|| LITIGATION SUMMARIES
County accepts homeschooling
As a single mother, Chris Wilde* was overjoyed to learn in July that the Humboldt County Department of Health and Human Services (DHHS) would be reinstating her cash aid without dispute.
Case: Mrs. W v. Community Services Agency|
Filed: Mar. 2003
Chris has been homeschooling her 16-year-old son Trevor under the private school provision of California law. When DHHS saw that her private school was in her home, they rejected her cash aid application, and instead notified the California Department of Education (CDE). At the time, CDE was disseminating an erroneous interpretation of California's homeschool law, saying that a parent who was not a certified teacher could not establish a private school.
When Chris contacted Home School Legal Defense Association for advice, our litigation team agreed to represent her in her appeal. Before the hearing took place, however, the CDE removed its erroneous statement from its website. Litigation Counsel James R. Mason immediately informed DHHS that the CDE had been wrong in its interpretation of the law, and that the department had now changed its position. DHHS insisted on going ahead with the hearing anyway.
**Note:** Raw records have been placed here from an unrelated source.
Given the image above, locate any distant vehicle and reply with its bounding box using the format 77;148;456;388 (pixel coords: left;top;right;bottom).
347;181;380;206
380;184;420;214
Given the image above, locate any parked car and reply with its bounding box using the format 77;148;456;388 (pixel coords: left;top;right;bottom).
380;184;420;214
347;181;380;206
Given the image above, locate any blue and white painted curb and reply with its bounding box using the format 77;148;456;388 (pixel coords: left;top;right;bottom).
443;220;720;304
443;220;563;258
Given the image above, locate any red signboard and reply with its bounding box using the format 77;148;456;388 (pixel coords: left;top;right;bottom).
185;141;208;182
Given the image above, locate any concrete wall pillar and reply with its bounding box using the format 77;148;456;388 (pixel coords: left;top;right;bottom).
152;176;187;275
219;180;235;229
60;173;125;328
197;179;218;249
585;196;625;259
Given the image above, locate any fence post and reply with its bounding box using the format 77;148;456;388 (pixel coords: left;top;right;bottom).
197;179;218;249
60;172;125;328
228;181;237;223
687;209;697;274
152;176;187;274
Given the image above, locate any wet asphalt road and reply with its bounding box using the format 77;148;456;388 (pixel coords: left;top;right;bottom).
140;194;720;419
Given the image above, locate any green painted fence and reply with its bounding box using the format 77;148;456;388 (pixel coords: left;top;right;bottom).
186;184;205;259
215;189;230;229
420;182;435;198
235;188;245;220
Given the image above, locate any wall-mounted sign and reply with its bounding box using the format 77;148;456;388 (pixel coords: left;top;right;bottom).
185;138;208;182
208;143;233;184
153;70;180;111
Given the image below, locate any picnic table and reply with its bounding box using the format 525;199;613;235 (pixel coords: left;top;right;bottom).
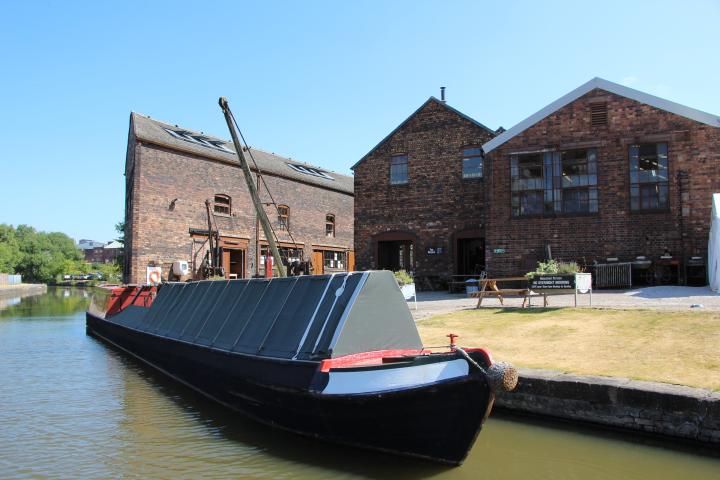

However, on the very day Mason was scheduled to fly to California for the hearing, DHHS contacted HSLDA to explain that none of their witnesses (who were school officials) were willing to testify at the hearing, due to HSLDA's letter. The hearing was dropped, and DHHS reinstated cash aid to the Wright family.
Benefits reinstated for HSLDA member
After eight months of legal wrangling, Home School Legal Defense Association successfully defended a California member family who was being discriminated against for homeschooling.
Case: Mrs. B v. Community Services Agency|
Filed: Aug. 2002
Mrs. Blythe* has homeschooled her daughter Sara for several years. To make ends meet and continue teaching Sara at home, the family has accepted welfare benefits from the state of California. But on July 8, 2002, they received a "Notice of Action" stating that their benefits were being reduced because Sara did not meet certain "age rule" requirements. The notice added that 18-year-old children can receive cash aid on the parent's case only if they are full-time students and are expected to finish high school before they turn 19.
The notice contained a glaring error-Sara was only 17 years old at the time, and her birthday was not until almost a year later. When HSLDA wrote to the caseworker explaining the error, the caseworker acknowledged the error in a letter to Christine Blythe, but now said that the real reason for the denial was that the school Sara attended was not "accredited." However, nothing in the law requires that private schools be accredited; the rule simply states that 16- to 17-year-old children must "attend high school," as Sara was doing.
At a hearing on November 26, 2002, HSLDA Litigation Counsel James R. Mason argued that the benefits should be reinstated for two reasons. First of all, the caseworker had not followed California law in reducing the benefits, because she had no written policy as her standard. Secondly, the reduction was a violation of Mrs. Blythe's constitutional right to homeschool.
On March 11, 2003, the Blythes received word that their benefits had been reinstated. Sara is now free to continue homeschooling until she graduates.
Family waiting on SSA
On August 6, 2003, the Social Security Administration (SSA) overturned a decision to reinstate a disabled homeschooler's benefits. The parents of disabled student Steve Near* had been receiving Supplemental Security Income (SSI) payments on his behalf for eight years.
Case: Family of N v. Social Security Administration|
Filed: Oct. 2002
In October 2002, the Nears were notified that Steve's SSI benefits would be reduced because the income his homeschooled siblings earned in their after-school jobs counted against family income. Normally, a full-time student's part-time income is excluded from family income, but the local SSA office held that homeschoolers are not full-time students for the purposes of supplemental benefits.
On HSLDA's appeal, an administrative law judge reinstated Steve's benefits, ruling that children who are being homeschooled in accordance with state law are "full-time students" as a matter of law. However, the precedent-setting decision is now being threatened. The Social Security Administration was not satisfied with the judge's ruling and has scheduled a review of the case.
HSLDA will appeal the SSA's decision to federal court.